A buzzer-beater that you have no doubt would win your team the championship trophy. A job interview where you unequivocally know you impressed the recruiter. A stock exhibiting incredible growth prospects. There are just some things you simply know will succeed no matter what.
One surefire growth stock comes to mind in the biotechnology and healthcare sector: Vertex Pharmaceuticals (VRTX).
Although several biotechnology stocks took it on the chin in 2022, Vertex has been spared. In fact, this biotech crushed the market in the trailing-12-month timeframe, amplified by solid revenue, promising earnings growth, and remarkable long-term catalysts. On top of these, Vertex continues to dazzle with its financial reports.
Last year, the company’s revenue jumped by 18% year over year to reach $8.9 billion.

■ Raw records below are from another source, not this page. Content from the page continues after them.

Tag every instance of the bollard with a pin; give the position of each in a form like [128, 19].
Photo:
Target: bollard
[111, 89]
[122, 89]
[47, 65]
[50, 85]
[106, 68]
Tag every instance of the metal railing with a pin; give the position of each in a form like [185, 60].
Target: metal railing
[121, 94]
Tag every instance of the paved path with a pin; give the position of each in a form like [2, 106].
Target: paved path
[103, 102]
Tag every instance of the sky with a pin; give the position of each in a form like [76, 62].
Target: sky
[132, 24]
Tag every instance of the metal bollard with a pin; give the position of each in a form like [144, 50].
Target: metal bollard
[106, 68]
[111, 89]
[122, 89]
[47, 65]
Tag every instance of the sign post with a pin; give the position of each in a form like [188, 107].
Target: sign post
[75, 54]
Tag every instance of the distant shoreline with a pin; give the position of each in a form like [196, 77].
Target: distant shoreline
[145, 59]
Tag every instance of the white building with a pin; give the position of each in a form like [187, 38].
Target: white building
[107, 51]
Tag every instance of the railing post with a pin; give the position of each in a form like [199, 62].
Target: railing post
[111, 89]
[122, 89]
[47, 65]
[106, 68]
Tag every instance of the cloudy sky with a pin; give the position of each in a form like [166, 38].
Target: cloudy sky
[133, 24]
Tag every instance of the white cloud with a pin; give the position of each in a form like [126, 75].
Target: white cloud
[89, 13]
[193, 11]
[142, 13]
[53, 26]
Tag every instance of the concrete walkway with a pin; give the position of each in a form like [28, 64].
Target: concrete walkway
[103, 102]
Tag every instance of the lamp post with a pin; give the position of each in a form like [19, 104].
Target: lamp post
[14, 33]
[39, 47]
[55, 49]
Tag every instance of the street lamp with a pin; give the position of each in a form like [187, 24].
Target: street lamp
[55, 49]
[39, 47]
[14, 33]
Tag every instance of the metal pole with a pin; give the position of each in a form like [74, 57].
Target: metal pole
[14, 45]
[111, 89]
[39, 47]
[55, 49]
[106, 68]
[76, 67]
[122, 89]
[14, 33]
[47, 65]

Meanwhile, Vertex’s net income soared by 42% compared to 2021 and hit $3.3 billion.
The main business of Vertex is focused on a lineup of treatments targeting the underlying causes linked to cystic fibrosis (CF), which continue to be significant moneymakers. However, the drugmaker also has its sights on gaining new approvals.
No other company has gotten close to challenging Vertex in the CF treatment market. The company holds the only approved medications targeting the underlying causes of this rare genetic disease. Its closest rival remains several years away from even having a chance at gaining regulatory approvals.
Nonetheless, Vertex isn’t satisfied to simply rest on the blockbuster success of its CF therapies. The company remains aggressive in developing its pipeline of new candidates, mainly targeting different segments of the rare disease treatment market.
Some of the most promising candidates in its pipeline are its work with CRISPR Therapeutics (CRSP) on a rare blood disease treatment, an mRNA-centered CF treatment with Moderna (MRNA), and a non-opioid medication targeting acute pain.
Its candidate with CRISPR is expected to gain approval in the second half of 2023, while its Moderna candidate is slated for the next phase around the same period.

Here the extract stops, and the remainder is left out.